Случись все это три, четыре года назад, Степан испытывал бы бешеное желание борьбы, мщения, как тогда перед Казанским собором, как когда готовился к покушению. Теперь этого не было. Свои собственные мучения не удручали его нисколько; было жаль, большой и глубокой любовной жалостью товарищей; но то, что произошло, представлялось ему актом длительной и тяжелой драмы, ежеминутно разыгрывающейся в мире: актом борьбы добра и зла. Так как он знал, что он и его товарищи, каждый по–своему, стоят на стороне добра, то то, что они выносят и будут еще выносить истязания, он считал законным и нужным. На их стороне была правда, был Бог любви и Бог стаждущих: в этом их большое счастье.
В камере было тихо. Все молчали, кое–кто лежал на нарах, некоторые рыдали. Ссыльный Любенко, нервный человек с жилистыми руками, высунулся в окно и кричал:
— Негодяи!

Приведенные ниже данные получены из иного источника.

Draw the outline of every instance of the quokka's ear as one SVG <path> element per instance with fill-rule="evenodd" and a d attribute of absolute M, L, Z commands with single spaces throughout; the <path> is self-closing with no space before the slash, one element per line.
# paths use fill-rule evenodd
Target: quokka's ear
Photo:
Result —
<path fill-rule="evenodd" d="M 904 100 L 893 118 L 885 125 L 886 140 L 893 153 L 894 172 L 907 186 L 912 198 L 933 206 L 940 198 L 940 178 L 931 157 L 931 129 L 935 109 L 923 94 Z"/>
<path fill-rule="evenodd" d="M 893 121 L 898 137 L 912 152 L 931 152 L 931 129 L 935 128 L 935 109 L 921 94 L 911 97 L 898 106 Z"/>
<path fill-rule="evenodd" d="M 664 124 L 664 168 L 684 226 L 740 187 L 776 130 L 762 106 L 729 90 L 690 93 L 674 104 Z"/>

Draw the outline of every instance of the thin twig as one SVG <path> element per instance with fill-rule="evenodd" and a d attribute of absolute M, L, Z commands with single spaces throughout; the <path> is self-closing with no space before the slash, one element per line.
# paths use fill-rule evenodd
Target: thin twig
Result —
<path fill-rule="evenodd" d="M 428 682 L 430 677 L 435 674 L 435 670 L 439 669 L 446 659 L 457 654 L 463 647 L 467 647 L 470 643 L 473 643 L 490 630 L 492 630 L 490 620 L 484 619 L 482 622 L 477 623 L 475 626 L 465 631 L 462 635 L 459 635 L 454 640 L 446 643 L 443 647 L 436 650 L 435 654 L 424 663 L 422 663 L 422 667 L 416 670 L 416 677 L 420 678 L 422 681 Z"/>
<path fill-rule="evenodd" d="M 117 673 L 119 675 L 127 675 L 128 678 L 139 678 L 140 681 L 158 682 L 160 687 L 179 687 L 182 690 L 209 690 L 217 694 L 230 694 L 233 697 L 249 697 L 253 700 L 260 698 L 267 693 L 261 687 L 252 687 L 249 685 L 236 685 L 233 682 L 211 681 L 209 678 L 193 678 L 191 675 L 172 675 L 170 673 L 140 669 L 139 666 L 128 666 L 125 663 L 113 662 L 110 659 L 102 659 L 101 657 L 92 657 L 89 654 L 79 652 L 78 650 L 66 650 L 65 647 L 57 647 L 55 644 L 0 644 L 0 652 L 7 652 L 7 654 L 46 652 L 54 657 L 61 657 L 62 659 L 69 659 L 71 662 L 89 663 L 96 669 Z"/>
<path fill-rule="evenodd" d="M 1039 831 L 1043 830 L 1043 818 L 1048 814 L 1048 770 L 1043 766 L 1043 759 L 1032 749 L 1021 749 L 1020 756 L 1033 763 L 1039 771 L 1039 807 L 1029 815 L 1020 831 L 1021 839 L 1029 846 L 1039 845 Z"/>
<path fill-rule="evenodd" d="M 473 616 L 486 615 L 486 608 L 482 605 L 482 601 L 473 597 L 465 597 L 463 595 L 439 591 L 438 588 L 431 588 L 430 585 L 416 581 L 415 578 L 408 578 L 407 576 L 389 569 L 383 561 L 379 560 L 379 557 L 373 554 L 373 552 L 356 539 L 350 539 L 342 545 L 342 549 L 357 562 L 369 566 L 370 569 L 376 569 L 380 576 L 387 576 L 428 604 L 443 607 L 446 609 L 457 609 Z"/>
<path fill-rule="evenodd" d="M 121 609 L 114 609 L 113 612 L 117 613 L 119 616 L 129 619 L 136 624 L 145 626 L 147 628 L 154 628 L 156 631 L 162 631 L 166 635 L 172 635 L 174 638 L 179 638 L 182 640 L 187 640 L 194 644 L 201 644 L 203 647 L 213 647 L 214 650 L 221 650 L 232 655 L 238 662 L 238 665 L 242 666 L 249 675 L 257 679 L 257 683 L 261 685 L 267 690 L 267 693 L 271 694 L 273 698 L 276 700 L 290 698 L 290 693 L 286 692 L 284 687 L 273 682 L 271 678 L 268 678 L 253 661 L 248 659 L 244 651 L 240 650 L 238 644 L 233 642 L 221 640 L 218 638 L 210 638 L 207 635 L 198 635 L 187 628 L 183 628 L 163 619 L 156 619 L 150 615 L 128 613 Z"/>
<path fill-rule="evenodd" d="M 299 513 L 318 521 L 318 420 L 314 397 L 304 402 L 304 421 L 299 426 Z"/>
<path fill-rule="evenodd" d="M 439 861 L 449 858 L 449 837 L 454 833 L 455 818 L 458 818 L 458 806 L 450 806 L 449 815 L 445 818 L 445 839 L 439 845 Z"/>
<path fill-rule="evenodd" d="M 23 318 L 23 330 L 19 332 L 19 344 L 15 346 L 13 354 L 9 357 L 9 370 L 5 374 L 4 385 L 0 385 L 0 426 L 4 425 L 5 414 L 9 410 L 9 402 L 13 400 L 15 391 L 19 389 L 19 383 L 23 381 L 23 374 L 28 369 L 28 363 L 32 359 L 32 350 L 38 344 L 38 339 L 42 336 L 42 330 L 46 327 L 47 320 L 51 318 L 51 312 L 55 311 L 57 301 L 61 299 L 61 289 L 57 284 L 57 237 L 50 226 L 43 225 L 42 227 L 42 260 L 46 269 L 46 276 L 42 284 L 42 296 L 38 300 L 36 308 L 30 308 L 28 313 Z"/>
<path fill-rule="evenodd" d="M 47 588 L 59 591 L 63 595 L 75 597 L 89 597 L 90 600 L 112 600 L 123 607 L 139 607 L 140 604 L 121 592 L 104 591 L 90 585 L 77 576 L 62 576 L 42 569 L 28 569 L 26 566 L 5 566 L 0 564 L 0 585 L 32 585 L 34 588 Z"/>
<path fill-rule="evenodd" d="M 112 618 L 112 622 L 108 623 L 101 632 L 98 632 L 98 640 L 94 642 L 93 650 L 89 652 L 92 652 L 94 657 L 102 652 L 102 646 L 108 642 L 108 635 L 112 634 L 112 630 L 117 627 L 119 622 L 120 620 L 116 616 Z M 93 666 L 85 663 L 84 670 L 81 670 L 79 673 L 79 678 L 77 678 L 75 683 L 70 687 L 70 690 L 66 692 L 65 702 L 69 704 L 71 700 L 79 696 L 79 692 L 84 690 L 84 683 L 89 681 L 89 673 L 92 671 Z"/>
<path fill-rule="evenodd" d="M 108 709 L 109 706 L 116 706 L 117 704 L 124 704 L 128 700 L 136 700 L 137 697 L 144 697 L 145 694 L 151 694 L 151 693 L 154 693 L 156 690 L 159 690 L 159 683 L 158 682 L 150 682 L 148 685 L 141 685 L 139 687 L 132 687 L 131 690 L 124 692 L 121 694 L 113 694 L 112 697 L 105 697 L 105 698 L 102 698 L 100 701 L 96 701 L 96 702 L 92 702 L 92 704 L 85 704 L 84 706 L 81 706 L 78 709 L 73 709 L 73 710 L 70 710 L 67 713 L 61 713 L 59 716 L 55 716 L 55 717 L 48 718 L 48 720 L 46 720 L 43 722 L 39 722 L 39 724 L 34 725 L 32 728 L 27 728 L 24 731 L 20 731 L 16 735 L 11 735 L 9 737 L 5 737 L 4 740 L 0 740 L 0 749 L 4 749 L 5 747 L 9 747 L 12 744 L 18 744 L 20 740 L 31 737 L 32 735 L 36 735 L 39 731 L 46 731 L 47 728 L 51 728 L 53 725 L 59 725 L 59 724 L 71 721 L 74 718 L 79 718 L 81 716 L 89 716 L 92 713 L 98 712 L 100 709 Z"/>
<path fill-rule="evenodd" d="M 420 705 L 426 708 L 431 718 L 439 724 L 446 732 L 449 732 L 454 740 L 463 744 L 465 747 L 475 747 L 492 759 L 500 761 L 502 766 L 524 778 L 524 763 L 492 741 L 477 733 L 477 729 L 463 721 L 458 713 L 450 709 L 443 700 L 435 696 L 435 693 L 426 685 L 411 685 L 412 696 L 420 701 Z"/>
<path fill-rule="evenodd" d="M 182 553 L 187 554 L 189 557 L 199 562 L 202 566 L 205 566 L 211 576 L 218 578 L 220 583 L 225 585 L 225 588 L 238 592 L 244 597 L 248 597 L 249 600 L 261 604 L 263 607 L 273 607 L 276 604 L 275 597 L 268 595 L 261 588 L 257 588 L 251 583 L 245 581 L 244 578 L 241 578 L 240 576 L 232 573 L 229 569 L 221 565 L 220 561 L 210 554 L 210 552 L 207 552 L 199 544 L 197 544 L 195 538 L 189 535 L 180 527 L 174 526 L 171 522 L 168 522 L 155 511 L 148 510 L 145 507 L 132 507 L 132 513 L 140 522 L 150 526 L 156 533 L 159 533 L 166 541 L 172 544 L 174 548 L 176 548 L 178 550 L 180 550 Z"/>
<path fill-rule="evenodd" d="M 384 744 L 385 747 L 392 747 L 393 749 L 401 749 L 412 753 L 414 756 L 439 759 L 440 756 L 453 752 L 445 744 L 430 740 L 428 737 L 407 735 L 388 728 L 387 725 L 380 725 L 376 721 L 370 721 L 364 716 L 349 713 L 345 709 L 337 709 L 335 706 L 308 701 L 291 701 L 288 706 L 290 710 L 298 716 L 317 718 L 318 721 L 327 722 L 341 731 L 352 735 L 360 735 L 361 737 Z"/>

Негодяи!
Когда на палубе началась экзекуция, и стоны истязаемых стали слышны внизу, опять, как электрическим током возбужденная, вскочила камера, и, кто чем попало, стали все колотить в стены, в дверь, и кричали. Эти крики людей, мучимых утонченной казнью — сознанием, что рядом страдают товарищи, — были еще ужаснее того, что происходило наверху. У Типола шла горлом кровь. Он лежал на наре, отвернувшись лицом к стене, плакал, и колотил рукой в стену. На его наре сидел Степан. Правая его рука, вероятно вывихнутая ударом, висела недвижно. Он молчал. Он знал, что бесцельно кричать в пустыне, где шел пароход. Знал, что в этих местах засекали на смерть девушек, как это было в восьмидесятых годах, пристреливали людей, как собак, что тут люди травились, голодали в виде протеста, и все это не смягчало ничьих сердец. Знал он, что на каторге, куда их везут, в прошлом году тыкали лицами в параши арестантов за то, что они недовольны были тухлой пищей. В этом краю зверей, управляемом зверьми, некому было жаловаться; неоткуда было ждать пощады.
Он сидел молчаливо, подперев левой рукой голову. Ему было жаль, что не его наказывают наверху. Наконец, все кончилось. Слышно было, как избитых людей поволокли в карцер. В окошечко высунулась голова смотрителя, он крикнул:
— Будете скандалить, всех перепорем.
Любенко успел плюнуть ему в физиономию. Несомненно, его ждала та же участь.